Friends: A Cultural History by Jennifer C. Dunn

Friends: A Cultural History by Jennifer C. Dunn

Author:Jennifer C. Dunn
Language: eng
Format: mobi, epub, azw3
Tags: Tv, Non-Fiction, Illustrated, Media Tie-In, History
ISBN: 9781538112748
Publisher: Rowman & Littlefield Publishers
Published: 2019-12-03T23:00:00+00:00


Joey, Ross, and Charlie at a conference in Barbados.

Warner Brothers / Photofest © Warner Brothers

Having both Gabrielle Union’s and Aisha Tyler’s characters date both Joey and Ross further privileges the white male characters as individuals and suggests that the seemingly limited black female characters can be interchanged for one another and passed from one man to another.

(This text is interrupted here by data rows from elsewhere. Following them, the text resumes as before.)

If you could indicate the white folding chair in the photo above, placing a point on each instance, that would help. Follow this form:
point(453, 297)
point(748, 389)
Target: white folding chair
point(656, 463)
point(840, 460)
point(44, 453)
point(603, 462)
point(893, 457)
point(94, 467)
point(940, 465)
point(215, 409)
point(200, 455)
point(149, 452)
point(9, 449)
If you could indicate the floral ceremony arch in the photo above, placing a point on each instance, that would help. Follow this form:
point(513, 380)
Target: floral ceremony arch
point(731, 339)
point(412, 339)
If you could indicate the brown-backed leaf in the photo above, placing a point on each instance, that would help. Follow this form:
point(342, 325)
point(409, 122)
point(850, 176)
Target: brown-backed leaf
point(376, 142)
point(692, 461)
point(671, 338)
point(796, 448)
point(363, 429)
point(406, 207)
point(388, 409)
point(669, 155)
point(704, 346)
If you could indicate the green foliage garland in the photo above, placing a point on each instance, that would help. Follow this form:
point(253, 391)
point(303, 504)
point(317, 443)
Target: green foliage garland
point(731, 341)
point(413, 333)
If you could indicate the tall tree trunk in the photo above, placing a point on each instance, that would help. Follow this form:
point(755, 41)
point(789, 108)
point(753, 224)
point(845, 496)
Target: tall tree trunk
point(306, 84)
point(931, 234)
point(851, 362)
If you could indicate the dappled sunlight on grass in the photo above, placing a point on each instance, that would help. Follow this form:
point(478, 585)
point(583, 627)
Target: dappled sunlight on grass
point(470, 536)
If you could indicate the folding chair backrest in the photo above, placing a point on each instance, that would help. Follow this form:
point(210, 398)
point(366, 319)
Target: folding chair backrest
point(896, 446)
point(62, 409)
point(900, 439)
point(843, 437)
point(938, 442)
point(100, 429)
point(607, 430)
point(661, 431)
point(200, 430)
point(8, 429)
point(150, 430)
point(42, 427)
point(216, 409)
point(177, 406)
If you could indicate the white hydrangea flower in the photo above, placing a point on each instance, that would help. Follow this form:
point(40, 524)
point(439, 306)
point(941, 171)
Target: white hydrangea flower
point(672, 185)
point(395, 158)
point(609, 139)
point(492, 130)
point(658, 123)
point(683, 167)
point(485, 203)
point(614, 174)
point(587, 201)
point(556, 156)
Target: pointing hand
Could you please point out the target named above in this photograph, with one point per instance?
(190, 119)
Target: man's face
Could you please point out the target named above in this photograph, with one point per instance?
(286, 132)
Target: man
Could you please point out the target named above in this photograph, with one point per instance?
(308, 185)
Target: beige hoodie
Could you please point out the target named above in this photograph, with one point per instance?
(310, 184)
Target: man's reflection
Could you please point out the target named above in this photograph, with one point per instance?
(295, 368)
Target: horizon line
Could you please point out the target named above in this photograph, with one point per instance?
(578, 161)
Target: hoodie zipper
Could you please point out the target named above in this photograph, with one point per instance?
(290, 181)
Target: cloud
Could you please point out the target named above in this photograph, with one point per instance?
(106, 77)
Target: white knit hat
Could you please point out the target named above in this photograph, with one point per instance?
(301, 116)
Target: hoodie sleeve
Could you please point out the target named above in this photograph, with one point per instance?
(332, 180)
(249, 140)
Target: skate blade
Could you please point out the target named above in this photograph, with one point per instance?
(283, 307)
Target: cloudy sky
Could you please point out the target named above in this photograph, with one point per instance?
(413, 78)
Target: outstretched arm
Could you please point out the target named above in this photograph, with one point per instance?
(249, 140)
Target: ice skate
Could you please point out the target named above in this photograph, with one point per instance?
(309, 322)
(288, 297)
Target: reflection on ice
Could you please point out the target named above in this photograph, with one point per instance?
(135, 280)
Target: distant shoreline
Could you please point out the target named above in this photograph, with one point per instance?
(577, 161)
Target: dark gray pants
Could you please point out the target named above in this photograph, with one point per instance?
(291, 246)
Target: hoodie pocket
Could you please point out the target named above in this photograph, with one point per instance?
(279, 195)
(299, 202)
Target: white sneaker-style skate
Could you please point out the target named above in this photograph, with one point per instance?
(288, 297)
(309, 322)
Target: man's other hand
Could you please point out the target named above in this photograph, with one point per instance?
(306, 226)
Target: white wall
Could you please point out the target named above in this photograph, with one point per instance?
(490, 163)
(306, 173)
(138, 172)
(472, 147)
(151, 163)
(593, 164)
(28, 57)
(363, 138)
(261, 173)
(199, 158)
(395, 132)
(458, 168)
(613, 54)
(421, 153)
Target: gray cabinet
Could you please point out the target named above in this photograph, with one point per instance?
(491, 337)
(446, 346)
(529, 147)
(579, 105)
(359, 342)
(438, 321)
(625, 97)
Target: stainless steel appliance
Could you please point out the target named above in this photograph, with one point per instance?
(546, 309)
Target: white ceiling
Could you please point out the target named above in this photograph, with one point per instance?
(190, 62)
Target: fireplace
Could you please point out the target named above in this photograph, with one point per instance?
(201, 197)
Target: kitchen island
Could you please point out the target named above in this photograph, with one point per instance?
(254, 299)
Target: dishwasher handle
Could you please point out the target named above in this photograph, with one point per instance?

These episodes also contrast Charlie with Monica. The running joke through both episodes for Monica is that the humidity in Barbados is wreaking havoc with her hair and making it get increasingly curly, until it resembles a Disco-era Diana Ross (or her daughter black-ish’s Traci Ellis Ross currently). While Charlie does not interact with Monica much in these episodes, the rest of the white cast makes comments about how unattractive Monica’s ginormous hair is. But when Monica decides to do something about her hair, Charlie is there to comment. Monica gets her hair under control with cornrow braids with shells at the bottom. Monica’s “cultural appropriation sets the groundwork for the key thing her braids do—give rise to an ironic joke that explicitly characterizes Charlie as inauthentically black.”[23] The friends make fun of Monica by pointing out that she has shellfish in her hair and that they can see her scalp. While Charlie cannot think of anything other than that “it’s something” at first, she later encourages her by saying, “You go, girlfriend!” The way she says the line reveals her discomfort, prompting Ross to ask if she has ever said that phrase before. She admits she has not. Interestingly, in an earlier season, Monica too tried to be supportive by yelling, “You go girl!” before she admitted that she could not pull off the phrase (Episode 2.19, “The One where Eddie Won’t Go”). At once, “Charlie must suffer Monica’s commodified consumption of blackness and the ensuing spectacle of whiteness and racism in the episode”[24] and Charlie is whitewashed as her inability to use colloquial language is on par with Monica’s.

Much like the black scientist Peter from the earlier scene who never speaks, Charlie cannot use the black diction that Rhonda did. The classism, racism, and patriarchy that Charlie is required to negotiate as a black character who must assimilate to keep her space among the friends is made explicit. It is a white man who makes it clear that she is unable to perform blackness, precisely because, for the friends, she has never been black.[25]

Charlie ends up then as “not too black” while at the same time she ends up being critiqued for “acting” black “even as she is confronted with the spectacle of a white woman who has commodified it and who is found amusing for doing so.”[26] At the same time, this particular white woman has already established that she cannot get away with “acting black.” So both women are established as acting white.

Having set Charlie and Ross up as perfect partners (in contrast to her relationship with Joey), the series then faced the difficulty of how to break them up in order to continue Ross’s trajectory toward Rachel in the end.